No caso de ser uma espionagem política, e com fins bem óbvios, é preciso que se saiba tudo antes do fim do pleito. É urgente que se faça uma investigação que acabe com as dúvidas e não as aumente.
Há um claro exagero do PSDB em pedir a cassação do registro da candidata que está em tão confortável vantagem nas intenções de voto. Por outro lado, Dilma Rousseff, seu entorno, e o governo têm feito declarações espantosamente amenas ou equivocadas diante da gravidade do caso. Reiteradamente eles têm tentado subestimar o que está acontecendo dizendo que é briga de campanha. Dilma disse esta semana que o PSDB “tem trajetória de vazamentos e grampos expressiva.” Falou para justificar os fatos que estão sendo divulgados. Referiuse ao caso das fitas gravadas no BNDES. Não há qualquer comparação possível.
As fitas do BNDES tentavam comprometer pessoas do próprio governo — e não políticos de um partido adversário em campanha.
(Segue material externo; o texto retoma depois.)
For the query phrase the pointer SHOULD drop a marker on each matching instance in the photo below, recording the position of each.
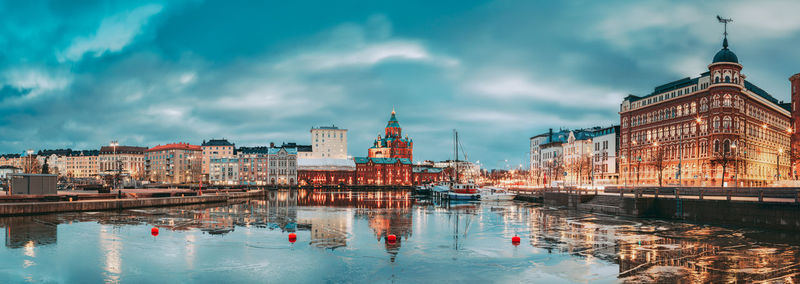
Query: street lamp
(777, 162)
(114, 145)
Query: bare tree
(723, 158)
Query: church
(392, 145)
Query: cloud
(114, 33)
(513, 86)
(32, 82)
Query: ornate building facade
(392, 145)
(699, 131)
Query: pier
(770, 208)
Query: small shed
(38, 184)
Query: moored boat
(496, 193)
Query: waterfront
(341, 238)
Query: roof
(364, 160)
(253, 150)
(216, 142)
(57, 152)
(298, 148)
(290, 151)
(427, 170)
(76, 153)
(725, 54)
(175, 146)
(123, 150)
(224, 160)
(325, 164)
(332, 127)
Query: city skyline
(151, 73)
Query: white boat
(496, 193)
(464, 191)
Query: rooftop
(175, 146)
(216, 142)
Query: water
(341, 238)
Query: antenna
(724, 22)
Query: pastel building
(215, 149)
(174, 163)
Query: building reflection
(679, 253)
(30, 231)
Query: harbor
(344, 235)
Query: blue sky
(78, 74)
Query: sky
(78, 74)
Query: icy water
(341, 237)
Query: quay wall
(784, 216)
(31, 208)
(769, 215)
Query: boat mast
(455, 133)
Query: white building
(578, 156)
(328, 142)
(546, 161)
(604, 152)
(282, 166)
(224, 171)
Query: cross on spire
(725, 23)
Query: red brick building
(383, 171)
(699, 131)
(392, 145)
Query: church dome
(725, 54)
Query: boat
(496, 193)
(458, 190)
(464, 191)
(423, 189)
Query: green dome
(725, 54)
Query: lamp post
(30, 161)
(697, 150)
(777, 164)
(114, 145)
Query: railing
(729, 193)
(749, 194)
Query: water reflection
(431, 236)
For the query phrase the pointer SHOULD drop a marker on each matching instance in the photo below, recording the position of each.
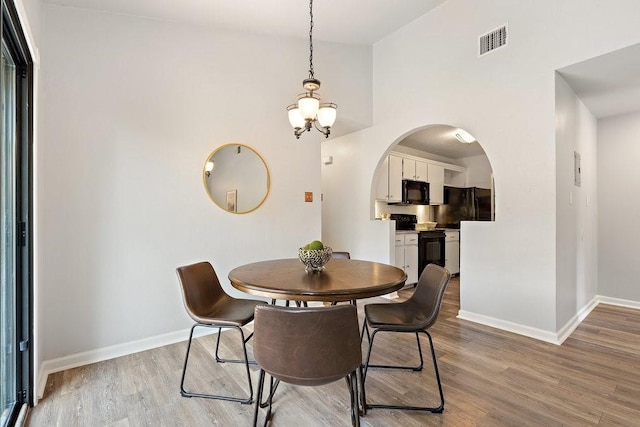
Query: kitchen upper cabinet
(421, 171)
(435, 174)
(408, 169)
(407, 255)
(395, 179)
(414, 170)
(389, 183)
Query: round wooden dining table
(341, 280)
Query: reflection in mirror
(236, 178)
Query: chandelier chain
(311, 76)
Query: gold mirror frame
(244, 184)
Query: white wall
(429, 72)
(577, 206)
(130, 110)
(619, 206)
(478, 171)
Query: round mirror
(236, 178)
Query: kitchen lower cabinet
(452, 251)
(407, 255)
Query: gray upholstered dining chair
(415, 315)
(210, 306)
(327, 349)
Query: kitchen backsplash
(423, 213)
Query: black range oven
(430, 249)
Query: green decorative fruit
(315, 245)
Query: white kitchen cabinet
(452, 251)
(407, 255)
(389, 180)
(414, 170)
(408, 169)
(435, 179)
(395, 179)
(421, 171)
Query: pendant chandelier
(308, 110)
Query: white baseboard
(575, 321)
(516, 328)
(554, 338)
(619, 302)
(98, 355)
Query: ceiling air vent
(493, 40)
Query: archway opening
(460, 184)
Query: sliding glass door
(15, 218)
(7, 240)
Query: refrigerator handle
(476, 207)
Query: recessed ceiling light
(464, 137)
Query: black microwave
(415, 192)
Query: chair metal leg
(186, 393)
(352, 382)
(273, 386)
(435, 409)
(221, 360)
(258, 398)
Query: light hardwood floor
(490, 378)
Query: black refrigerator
(463, 204)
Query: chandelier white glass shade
(308, 111)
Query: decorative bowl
(315, 259)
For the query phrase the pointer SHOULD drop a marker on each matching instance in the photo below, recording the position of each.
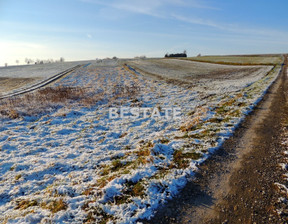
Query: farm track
(40, 84)
(236, 185)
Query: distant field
(205, 77)
(64, 160)
(15, 77)
(240, 60)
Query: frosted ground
(75, 165)
(13, 78)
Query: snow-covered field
(75, 165)
(15, 77)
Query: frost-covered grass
(76, 165)
(14, 78)
(241, 60)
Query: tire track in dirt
(236, 185)
(40, 84)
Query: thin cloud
(233, 28)
(149, 7)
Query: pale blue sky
(89, 29)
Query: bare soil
(236, 185)
(9, 84)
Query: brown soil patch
(236, 185)
(10, 84)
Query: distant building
(177, 55)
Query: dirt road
(237, 184)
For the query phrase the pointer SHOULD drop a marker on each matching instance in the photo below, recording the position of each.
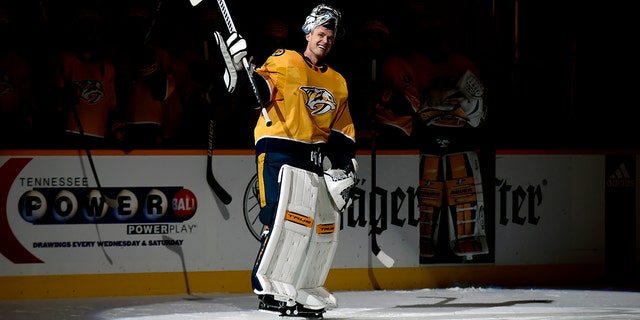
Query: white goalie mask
(323, 15)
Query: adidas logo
(621, 177)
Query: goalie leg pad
(297, 238)
(322, 248)
(463, 185)
(430, 193)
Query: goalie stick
(232, 28)
(222, 194)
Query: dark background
(565, 81)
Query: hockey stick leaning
(224, 196)
(232, 28)
(110, 202)
(385, 259)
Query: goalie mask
(326, 16)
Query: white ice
(442, 304)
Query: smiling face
(319, 43)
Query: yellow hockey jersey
(307, 101)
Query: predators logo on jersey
(319, 100)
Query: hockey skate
(282, 308)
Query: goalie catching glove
(233, 51)
(340, 182)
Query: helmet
(323, 15)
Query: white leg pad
(319, 257)
(303, 241)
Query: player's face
(320, 41)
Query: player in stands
(452, 111)
(306, 165)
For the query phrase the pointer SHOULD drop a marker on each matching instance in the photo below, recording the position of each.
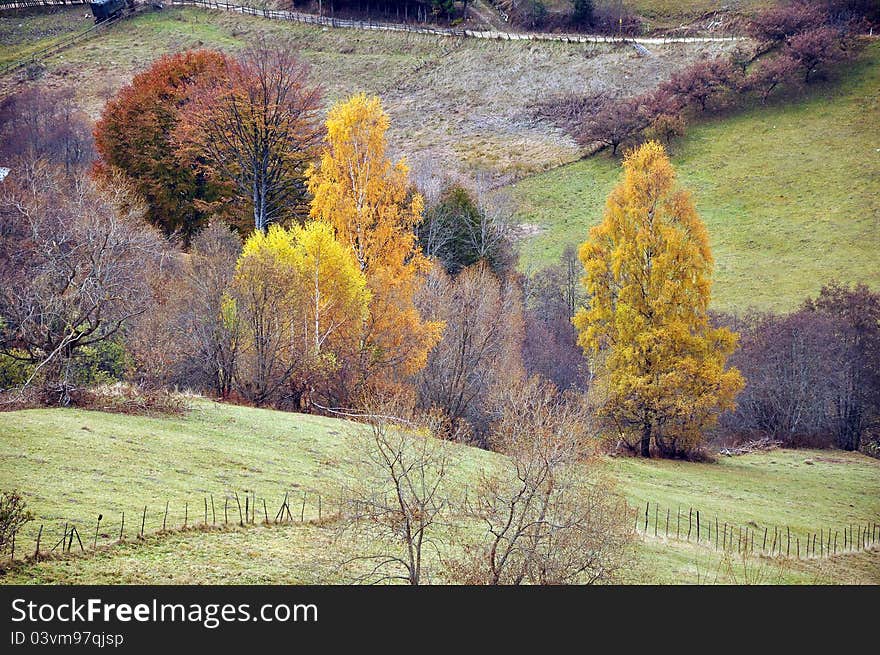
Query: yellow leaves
(648, 269)
(372, 208)
(313, 280)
Elas foram resultado de gravação ilegal, as pessoas foram identificadas, e foram condenadas.
A candidata precisa mostrar seriedade no trato dessa questão — ainda que tarde.
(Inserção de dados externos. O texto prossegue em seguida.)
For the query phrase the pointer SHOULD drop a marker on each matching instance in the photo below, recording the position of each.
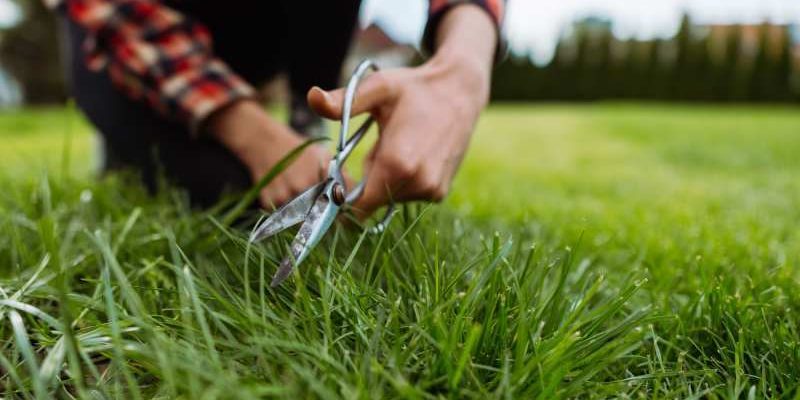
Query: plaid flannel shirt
(157, 55)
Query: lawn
(591, 251)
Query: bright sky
(535, 25)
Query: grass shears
(318, 206)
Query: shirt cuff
(199, 92)
(439, 8)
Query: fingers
(374, 91)
(399, 179)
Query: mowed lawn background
(666, 265)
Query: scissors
(318, 206)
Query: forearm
(466, 41)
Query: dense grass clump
(108, 292)
(598, 251)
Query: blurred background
(571, 50)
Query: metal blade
(289, 215)
(319, 220)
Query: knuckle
(439, 194)
(382, 80)
(400, 168)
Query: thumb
(375, 91)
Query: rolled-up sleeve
(438, 8)
(157, 55)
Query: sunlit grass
(586, 251)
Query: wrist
(465, 47)
(468, 81)
(239, 126)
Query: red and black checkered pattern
(158, 55)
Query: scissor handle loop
(346, 145)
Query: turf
(592, 251)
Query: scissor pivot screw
(337, 194)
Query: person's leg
(319, 37)
(137, 138)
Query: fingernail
(324, 94)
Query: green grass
(588, 251)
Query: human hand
(260, 142)
(426, 114)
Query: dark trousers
(308, 40)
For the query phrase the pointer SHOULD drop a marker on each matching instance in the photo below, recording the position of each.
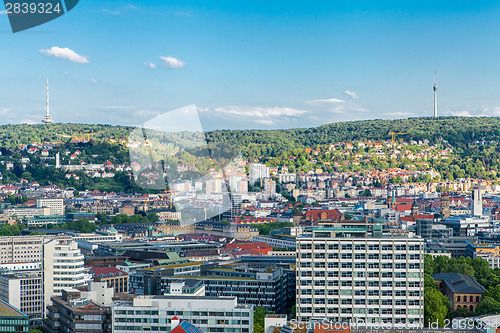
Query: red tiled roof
(104, 272)
(324, 214)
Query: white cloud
(65, 53)
(146, 113)
(183, 14)
(396, 114)
(29, 121)
(120, 107)
(265, 122)
(112, 12)
(325, 101)
(259, 112)
(266, 116)
(335, 105)
(352, 94)
(463, 113)
(172, 62)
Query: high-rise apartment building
(477, 203)
(232, 204)
(256, 172)
(24, 248)
(345, 276)
(269, 188)
(210, 314)
(64, 268)
(24, 290)
(56, 205)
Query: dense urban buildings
(160, 313)
(346, 275)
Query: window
(346, 246)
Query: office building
(44, 220)
(258, 287)
(115, 278)
(17, 249)
(156, 313)
(68, 268)
(268, 188)
(213, 186)
(232, 205)
(78, 311)
(24, 290)
(13, 320)
(257, 172)
(184, 287)
(343, 275)
(24, 213)
(462, 290)
(477, 203)
(56, 205)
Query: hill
(458, 131)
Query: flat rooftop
(7, 310)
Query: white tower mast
(47, 119)
(435, 95)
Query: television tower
(47, 119)
(435, 95)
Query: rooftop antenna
(47, 119)
(435, 95)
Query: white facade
(26, 212)
(477, 203)
(18, 249)
(210, 314)
(64, 268)
(24, 290)
(375, 280)
(56, 205)
(96, 238)
(256, 172)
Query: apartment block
(12, 320)
(18, 249)
(257, 287)
(56, 205)
(210, 314)
(24, 290)
(24, 213)
(64, 268)
(346, 275)
(80, 311)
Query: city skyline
(256, 65)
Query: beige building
(56, 205)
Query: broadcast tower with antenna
(47, 119)
(435, 95)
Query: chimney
(174, 322)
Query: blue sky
(254, 64)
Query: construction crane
(392, 134)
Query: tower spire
(435, 95)
(47, 119)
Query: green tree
(487, 305)
(259, 315)
(435, 307)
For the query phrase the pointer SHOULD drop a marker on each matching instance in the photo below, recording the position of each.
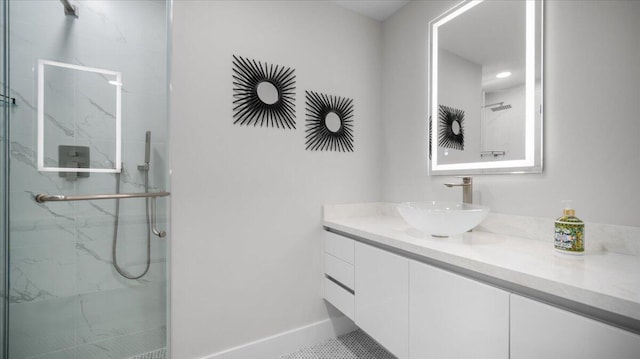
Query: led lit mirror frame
(532, 163)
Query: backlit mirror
(485, 81)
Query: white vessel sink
(442, 219)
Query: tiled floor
(354, 345)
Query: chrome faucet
(467, 188)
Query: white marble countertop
(603, 280)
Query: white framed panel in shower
(112, 78)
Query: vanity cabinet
(419, 311)
(339, 272)
(455, 317)
(382, 297)
(539, 330)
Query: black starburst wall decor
(450, 127)
(329, 122)
(264, 94)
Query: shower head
(69, 10)
(147, 148)
(501, 108)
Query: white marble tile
(124, 346)
(42, 272)
(113, 313)
(65, 248)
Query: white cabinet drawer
(339, 270)
(539, 330)
(339, 298)
(339, 246)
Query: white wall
(246, 201)
(592, 93)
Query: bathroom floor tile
(354, 345)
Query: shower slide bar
(44, 197)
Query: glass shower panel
(66, 299)
(4, 175)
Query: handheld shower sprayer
(150, 209)
(147, 147)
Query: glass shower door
(90, 118)
(4, 175)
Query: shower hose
(121, 271)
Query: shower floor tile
(354, 345)
(156, 354)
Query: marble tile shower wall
(66, 300)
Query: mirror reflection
(332, 121)
(486, 69)
(267, 92)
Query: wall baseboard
(289, 341)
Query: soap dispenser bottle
(569, 233)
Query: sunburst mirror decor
(329, 122)
(264, 94)
(450, 127)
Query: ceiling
(376, 9)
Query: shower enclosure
(84, 129)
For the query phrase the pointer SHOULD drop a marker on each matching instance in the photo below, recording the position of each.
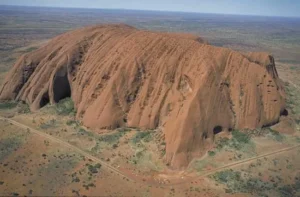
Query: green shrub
(276, 135)
(94, 169)
(211, 153)
(49, 124)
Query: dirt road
(136, 179)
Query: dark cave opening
(61, 87)
(45, 99)
(285, 112)
(218, 129)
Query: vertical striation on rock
(119, 76)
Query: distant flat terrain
(55, 156)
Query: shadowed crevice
(61, 87)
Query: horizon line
(150, 10)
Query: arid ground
(49, 153)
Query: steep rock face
(120, 76)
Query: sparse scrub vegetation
(238, 182)
(238, 141)
(211, 153)
(50, 124)
(8, 145)
(276, 135)
(94, 168)
(142, 135)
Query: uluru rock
(119, 76)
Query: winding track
(87, 155)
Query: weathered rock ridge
(119, 76)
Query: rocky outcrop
(119, 76)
Esse tipo de resposta criada por assessor pode dar a impressão de esperteza, mas o que passa é a convicção de que está se aceitando como banal e corriqueiro o que é inaceitável, a quebra de um princípio constitucional.
O Estado não pode ser usado pelo partido que está temporariamente no poder para espionar adversários políticos. Foi isso que derrubou o então presidente Richard Nixon no caso Watergate.
É preciso restaurar a noção da dimensão do crime de usar a máquina para espionar e usar informações, entregues ao Estado, como parte da guerra eleitoral. A luta tem que ser travada apenas em torno de ideias, projetos, estilos de governo.
O secretário Otacílio Cartaxo disse que a Receita foi “pega de surpresa” e que “está traumatizada”. Causa com isso novos danos à imagem do órgão, que sempre teve reputação de competência.
Quebra-se o sigilo fiscal em bases seriais e o fato nem é notado, montase um balcão de compra e venda e isso só vem a público pela imprensa.
Para evitar o trauma, a Receita precisa rapidamente trabalhar para mitigar o dano à sua imagem. Isso só se faz se houver uma apuração rigorosa e ágil. A demora nesse caso deixará a impressão de acobertamento. E se for isso a desconfiança se espalhará por toda a instituição.
No governo Lula, o aparelhamento de alguns órgãos ficou acima do tolerável. Como o que acontece com o Ipea, por exemplo. O órgão não foi usado nem mesmo pelos militares durante a ditadura, e, ao contrário, tornouse uma espécie de centro de pensamento crítico que produziu análises valiosas para o país. Agora virou estação repetidora do partido. A qualidade dos estudos comandados pela presidência do órgão é sofrível. A imagem do instituto só não está inteiramente demolida porque alguns resistentes, ainda que marginalizados, continuam mantendo a capacidade de produção de informação de qualidade no órgão. Mas hoje, o Ipea, com seus exóticos escritórios em Havana e Caracas, é uma sombra do que foi nos anos em que sua inteligência foi tão útil ao país.
O primeiro sinal de que a Receita Federal não era mais um território protegido do uso indevido aconteceu na queda da ex-secretária Lina Vieira, derrubada por ter dado informações que constrangeram a hoje candidata Dilma Rousseff. O caso nunca foi suficientemente esclarecido.
Até o fato de não haver ainda a foto dela na parede dos ex-secretários da Receita é um sinal estranho.
Lembra os regimes autoritários que mudam a história pregressa e apagam personagens que incomodam.
Construir a reputação de seriedade, competência e neutralidade da Receita Federal custou muito trabalho.
Esse patrimônio está sendo destruído nessa eleição.
É ela, a Receita, a perdedora.
Mais do que as vítimas da espionagem.